Rubio’s comments were in response to host Jake Tapper referencing a statement by President Obama, who said Saturday that he thought it was “insane” that people who aren’t allowed to board commercial airplanes can purchase guns. Obama is also set to address the nation in the wake of attacks in Paris and San Bernardino, California, on Sunday night.
“Right now, people on the No-Fly list can walk into a store and buy a gun. That is insane,” Obama said Saturday. “If you’re too dangerous to board a plane, you’re too dangerous, by definition, to buy a gun. And so I’m calling on Congress to close this loophole, now.”
Rubio, however, doesn’t agree with the president’s sentiment.
“These are everyday Americans that have nothing to do with terrorism, they wind up on the No-Fly list, there’s no due process or any way to get your name removed from it in a timely fashion, and now they’re having their Second Amendment rights being impeded upon,” he said.
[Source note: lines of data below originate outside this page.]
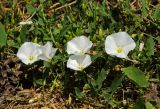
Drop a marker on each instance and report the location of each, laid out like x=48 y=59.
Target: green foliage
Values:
x=139 y=104
x=60 y=21
x=150 y=46
x=97 y=84
x=144 y=8
x=148 y=105
x=3 y=36
x=156 y=14
x=136 y=75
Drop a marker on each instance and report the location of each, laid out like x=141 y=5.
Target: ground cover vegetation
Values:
x=57 y=54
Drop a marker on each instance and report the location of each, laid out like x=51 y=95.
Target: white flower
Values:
x=119 y=44
x=29 y=52
x=47 y=51
x=79 y=45
x=78 y=62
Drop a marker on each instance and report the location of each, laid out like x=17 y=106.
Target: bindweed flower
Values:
x=79 y=45
x=47 y=51
x=25 y=22
x=29 y=52
x=119 y=44
x=78 y=62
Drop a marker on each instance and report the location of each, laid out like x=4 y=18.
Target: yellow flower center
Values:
x=81 y=67
x=119 y=50
x=31 y=58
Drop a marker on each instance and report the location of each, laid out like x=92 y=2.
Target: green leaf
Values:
x=139 y=104
x=136 y=75
x=156 y=14
x=101 y=77
x=149 y=105
x=114 y=86
x=150 y=46
x=158 y=71
x=144 y=8
x=3 y=35
x=30 y=9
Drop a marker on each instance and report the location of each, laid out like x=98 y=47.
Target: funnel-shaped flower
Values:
x=79 y=45
x=29 y=52
x=78 y=62
x=119 y=44
x=47 y=51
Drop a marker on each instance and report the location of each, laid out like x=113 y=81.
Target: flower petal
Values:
x=78 y=62
x=29 y=49
x=87 y=61
x=72 y=64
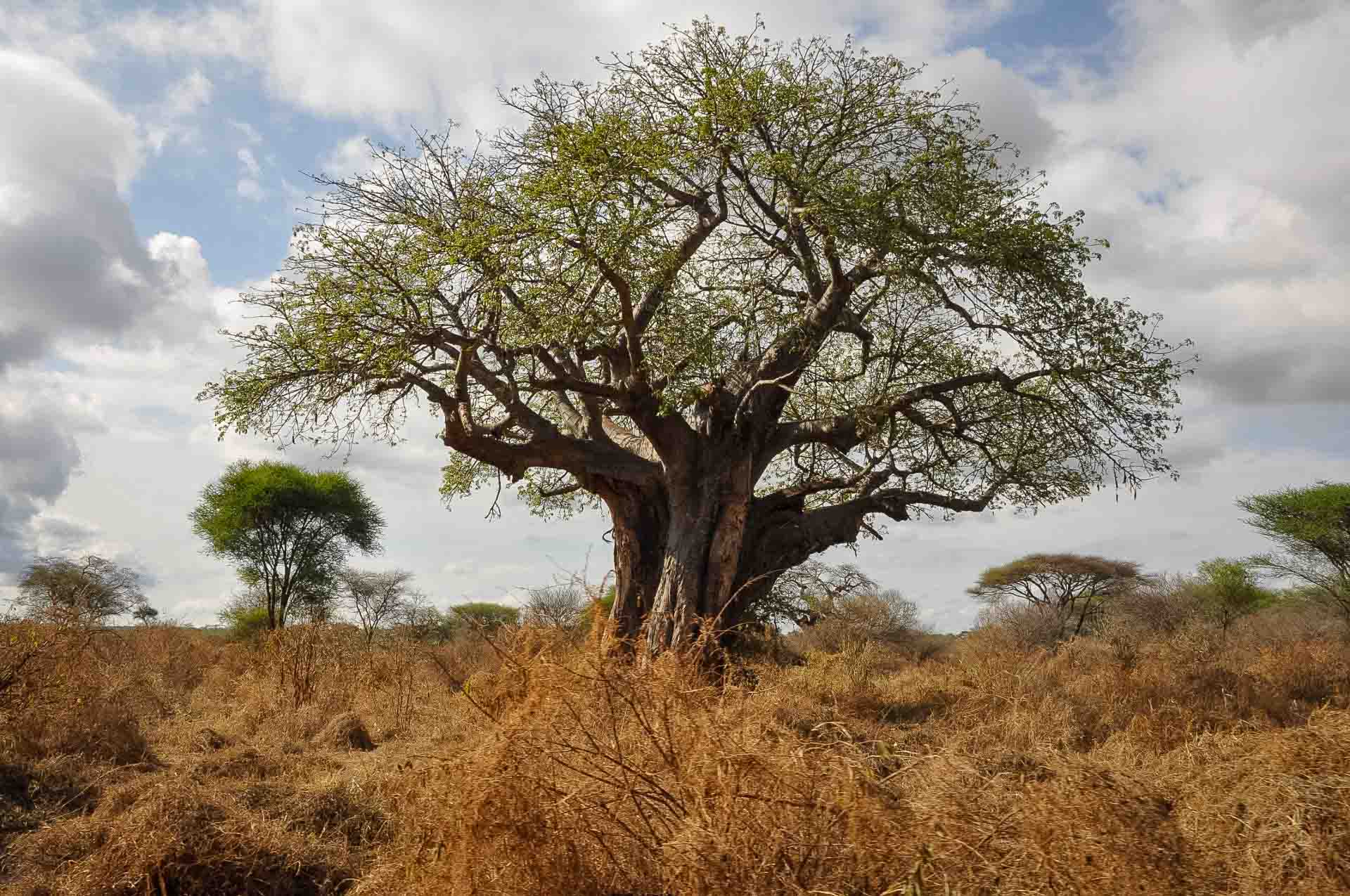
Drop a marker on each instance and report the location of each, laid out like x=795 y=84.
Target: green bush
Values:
x=245 y=624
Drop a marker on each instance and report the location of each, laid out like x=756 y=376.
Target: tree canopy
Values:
x=1311 y=526
x=1069 y=586
x=1230 y=590
x=375 y=598
x=751 y=297
x=85 y=590
x=287 y=529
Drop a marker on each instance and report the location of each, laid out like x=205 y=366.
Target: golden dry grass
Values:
x=162 y=761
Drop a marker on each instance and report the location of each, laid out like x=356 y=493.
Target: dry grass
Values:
x=1165 y=762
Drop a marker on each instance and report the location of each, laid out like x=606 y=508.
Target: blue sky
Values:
x=157 y=152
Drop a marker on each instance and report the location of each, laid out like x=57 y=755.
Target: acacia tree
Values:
x=85 y=590
x=750 y=297
x=809 y=591
x=1069 y=586
x=1313 y=529
x=1230 y=590
x=375 y=598
x=287 y=529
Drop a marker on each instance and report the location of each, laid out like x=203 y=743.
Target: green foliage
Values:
x=245 y=623
x=145 y=614
x=719 y=214
x=1230 y=590
x=287 y=529
x=1065 y=587
x=1311 y=528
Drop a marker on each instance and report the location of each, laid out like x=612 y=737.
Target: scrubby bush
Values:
x=245 y=623
x=886 y=618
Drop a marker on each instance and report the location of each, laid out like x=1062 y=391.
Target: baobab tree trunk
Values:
x=676 y=552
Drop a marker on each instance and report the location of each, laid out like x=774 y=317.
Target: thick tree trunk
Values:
x=705 y=551
x=641 y=525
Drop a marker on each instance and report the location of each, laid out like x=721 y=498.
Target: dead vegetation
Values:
x=1147 y=759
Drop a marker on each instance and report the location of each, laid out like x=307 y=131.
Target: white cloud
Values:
x=1207 y=146
x=173 y=117
x=347 y=158
x=249 y=161
x=250 y=189
x=250 y=133
x=70 y=264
And, when Tapper said he didn’t think it was accurate that a majority of people on the No-Fly list were there by mistake, Rubio said he thought it was a “very significant number.” That’s why, he said, he joined colleagues in the Senate in blocking a bill last week that would have prevented people on the Justice Department’s Terrorist Watch List from buying guns. Every Senate Republican except Sen. Mark Kirk (IL) voted against the bill.
Rubio’s fellow Republican presidential candidate John Kasich, however, disagrees with Senate Republicans.
“Well, on the No-Fly list, we probably could keep them from getting guns and ought to ban them,” Kasich told Tapper on Sunday.
But he also noted that the U.S. needed to be careful not to tip off people on watch lists.
“We want to make sure that we can exploit all the information that we possibly can get. So if all of a sudden you tell everybody who’s on the watch list that you can’t do this or that, then guess what happens?” he said. “Then we lose our ability to track, we lose our ability to gather information, so I think we have to be careful.”